Starbucks Launches ChatGPT Order Tool. Early Reactions Are Skeptical.
Starbucks rolled out a ChatGPT integration that lets customers describe their mood, upload outfit photos, or note the weather outside-and receive drink recommendations. Users would then complete purchases in the Starbucks app.
The company framed the feature as addressing a real problem. "Customers aren't always starting with a menu," said Paul Riedel, Starbucks's senior vice president of digital and loyalty. "They're starting with a feeling."
The tool hasn't generated enthusiasm online. Social media reaction has been largely dismissive, with users questioning whether the feature solves a problem that exists. Early tests showed the integration wasn't reliably functional.
What This Means for Product Teams
The Starbucks experiment highlights a tension in AI for Product Development: just because ChatGPT can power a feature doesn't mean customers need it.
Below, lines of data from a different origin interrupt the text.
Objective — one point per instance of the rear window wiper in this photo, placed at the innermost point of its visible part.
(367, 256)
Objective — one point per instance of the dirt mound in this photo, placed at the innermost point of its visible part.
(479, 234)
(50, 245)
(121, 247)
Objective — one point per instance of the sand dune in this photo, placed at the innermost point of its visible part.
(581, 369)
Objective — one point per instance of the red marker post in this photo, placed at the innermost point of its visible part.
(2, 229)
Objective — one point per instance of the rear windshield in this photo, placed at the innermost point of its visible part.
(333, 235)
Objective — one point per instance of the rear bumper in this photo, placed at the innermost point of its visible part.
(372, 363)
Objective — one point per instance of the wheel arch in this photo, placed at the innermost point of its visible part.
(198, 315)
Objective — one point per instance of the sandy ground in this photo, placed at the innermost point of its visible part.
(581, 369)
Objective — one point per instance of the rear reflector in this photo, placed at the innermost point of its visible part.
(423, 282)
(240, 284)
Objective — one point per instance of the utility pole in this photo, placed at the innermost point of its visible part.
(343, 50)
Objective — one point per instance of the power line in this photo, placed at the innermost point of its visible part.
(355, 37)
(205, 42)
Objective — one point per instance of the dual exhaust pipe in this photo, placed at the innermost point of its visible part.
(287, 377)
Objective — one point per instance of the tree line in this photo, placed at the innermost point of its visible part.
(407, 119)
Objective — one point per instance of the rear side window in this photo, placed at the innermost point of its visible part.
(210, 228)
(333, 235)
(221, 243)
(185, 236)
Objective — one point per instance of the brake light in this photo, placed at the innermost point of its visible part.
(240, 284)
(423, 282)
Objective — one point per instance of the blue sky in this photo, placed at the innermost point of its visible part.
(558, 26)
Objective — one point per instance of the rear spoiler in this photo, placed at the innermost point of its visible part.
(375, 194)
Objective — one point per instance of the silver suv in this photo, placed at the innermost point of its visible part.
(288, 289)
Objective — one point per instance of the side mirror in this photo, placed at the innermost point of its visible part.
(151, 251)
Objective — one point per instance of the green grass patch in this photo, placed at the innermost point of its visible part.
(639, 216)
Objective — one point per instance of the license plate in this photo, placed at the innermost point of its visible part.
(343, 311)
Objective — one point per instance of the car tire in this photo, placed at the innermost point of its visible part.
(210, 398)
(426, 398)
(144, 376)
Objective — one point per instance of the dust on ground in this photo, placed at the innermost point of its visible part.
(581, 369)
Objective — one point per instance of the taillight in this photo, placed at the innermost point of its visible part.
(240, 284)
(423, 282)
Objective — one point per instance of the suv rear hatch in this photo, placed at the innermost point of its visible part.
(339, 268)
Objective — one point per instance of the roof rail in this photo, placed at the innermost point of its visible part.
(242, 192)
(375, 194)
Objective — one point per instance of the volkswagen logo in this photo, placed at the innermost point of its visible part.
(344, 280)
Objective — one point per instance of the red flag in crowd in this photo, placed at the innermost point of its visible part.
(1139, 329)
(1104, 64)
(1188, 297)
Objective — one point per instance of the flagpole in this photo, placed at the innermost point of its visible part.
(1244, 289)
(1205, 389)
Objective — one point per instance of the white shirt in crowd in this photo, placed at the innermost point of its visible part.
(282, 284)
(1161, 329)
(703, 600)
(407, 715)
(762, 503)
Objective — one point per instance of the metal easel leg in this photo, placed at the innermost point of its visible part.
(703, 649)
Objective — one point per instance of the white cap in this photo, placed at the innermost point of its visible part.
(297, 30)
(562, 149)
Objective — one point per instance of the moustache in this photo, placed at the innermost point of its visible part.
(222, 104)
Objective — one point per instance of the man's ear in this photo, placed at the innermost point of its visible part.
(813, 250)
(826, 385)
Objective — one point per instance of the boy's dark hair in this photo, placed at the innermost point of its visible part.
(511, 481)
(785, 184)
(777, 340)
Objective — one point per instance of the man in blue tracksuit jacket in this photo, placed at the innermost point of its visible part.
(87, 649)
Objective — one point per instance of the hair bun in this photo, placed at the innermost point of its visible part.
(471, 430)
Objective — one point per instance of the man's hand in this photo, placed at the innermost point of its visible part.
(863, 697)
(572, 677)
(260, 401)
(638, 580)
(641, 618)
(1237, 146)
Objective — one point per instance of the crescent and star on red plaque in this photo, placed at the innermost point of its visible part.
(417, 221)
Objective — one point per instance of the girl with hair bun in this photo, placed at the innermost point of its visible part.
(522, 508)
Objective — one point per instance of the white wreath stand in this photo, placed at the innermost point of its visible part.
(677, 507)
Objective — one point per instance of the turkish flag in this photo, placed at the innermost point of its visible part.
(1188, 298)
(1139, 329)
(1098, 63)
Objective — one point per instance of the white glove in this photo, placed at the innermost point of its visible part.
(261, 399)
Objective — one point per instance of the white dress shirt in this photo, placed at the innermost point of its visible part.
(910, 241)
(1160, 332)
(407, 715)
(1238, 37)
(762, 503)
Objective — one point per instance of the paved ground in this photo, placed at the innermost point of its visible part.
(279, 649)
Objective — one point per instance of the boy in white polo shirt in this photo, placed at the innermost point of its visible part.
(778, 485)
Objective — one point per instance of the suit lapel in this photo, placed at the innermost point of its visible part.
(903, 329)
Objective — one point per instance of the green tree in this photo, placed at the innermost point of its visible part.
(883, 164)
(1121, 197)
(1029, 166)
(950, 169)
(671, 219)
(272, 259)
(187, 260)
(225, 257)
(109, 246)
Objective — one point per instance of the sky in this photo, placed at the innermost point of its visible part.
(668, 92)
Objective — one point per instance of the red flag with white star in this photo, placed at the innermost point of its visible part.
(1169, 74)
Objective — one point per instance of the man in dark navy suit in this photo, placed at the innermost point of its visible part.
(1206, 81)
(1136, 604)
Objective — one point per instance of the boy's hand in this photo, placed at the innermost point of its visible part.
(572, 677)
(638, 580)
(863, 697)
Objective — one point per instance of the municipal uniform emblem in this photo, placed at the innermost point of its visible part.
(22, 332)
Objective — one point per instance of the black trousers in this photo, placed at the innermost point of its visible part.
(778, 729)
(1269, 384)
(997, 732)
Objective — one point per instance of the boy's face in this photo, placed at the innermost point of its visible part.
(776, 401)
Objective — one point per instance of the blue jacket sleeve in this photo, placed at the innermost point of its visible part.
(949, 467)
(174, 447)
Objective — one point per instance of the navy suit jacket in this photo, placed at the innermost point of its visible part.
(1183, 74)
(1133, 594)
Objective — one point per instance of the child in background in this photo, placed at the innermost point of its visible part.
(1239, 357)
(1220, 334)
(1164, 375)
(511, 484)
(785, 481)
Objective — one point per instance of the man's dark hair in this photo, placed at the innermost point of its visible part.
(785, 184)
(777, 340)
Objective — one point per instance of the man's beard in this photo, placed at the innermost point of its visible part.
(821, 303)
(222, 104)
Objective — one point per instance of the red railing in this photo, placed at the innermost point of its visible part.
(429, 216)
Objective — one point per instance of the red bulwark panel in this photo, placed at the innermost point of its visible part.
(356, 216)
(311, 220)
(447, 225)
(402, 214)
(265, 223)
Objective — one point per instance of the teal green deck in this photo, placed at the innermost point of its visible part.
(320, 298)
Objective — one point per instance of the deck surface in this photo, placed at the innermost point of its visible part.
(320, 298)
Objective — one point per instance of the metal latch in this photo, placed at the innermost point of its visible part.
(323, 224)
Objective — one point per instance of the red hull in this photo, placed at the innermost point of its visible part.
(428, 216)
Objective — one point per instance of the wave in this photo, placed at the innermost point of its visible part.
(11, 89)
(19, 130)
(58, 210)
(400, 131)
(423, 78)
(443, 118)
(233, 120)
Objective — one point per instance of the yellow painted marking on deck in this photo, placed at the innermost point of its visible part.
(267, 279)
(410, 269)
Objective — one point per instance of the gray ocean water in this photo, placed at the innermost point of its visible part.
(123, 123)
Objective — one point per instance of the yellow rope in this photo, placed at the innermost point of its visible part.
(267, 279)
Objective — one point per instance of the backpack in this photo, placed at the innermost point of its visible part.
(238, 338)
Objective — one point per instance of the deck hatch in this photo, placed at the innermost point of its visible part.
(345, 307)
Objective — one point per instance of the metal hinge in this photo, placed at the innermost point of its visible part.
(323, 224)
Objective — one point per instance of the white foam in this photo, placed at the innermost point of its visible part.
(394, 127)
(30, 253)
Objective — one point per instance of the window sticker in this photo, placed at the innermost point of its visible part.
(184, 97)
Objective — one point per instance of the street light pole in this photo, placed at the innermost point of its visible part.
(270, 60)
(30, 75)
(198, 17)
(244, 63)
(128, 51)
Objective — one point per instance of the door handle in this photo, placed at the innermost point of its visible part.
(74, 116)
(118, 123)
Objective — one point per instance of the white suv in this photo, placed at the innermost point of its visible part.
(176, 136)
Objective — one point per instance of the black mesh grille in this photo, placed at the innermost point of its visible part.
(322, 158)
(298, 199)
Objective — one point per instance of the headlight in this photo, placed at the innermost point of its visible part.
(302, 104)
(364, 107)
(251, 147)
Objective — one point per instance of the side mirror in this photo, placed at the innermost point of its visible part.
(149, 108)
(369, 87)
The feature assumes customers struggle to choose drinks. Starbucks has spent years building menu familiarity and loyalty. Adding a layer of AI recommendation on top doesn't address why someone would use it instead of ordering directly.
For developers and product managers, the lesson is straightforward: novelty and capability aren't the same as utility. A feature needs to solve a friction point that actually exists for users-not one that sounds plausible in a pitch meeting.
Starbucks isn't the first company to test an offbeat AI application. Whether this one gains traction will depend on whether customers actually prefer AI-assisted ordering to simply knowing what they want.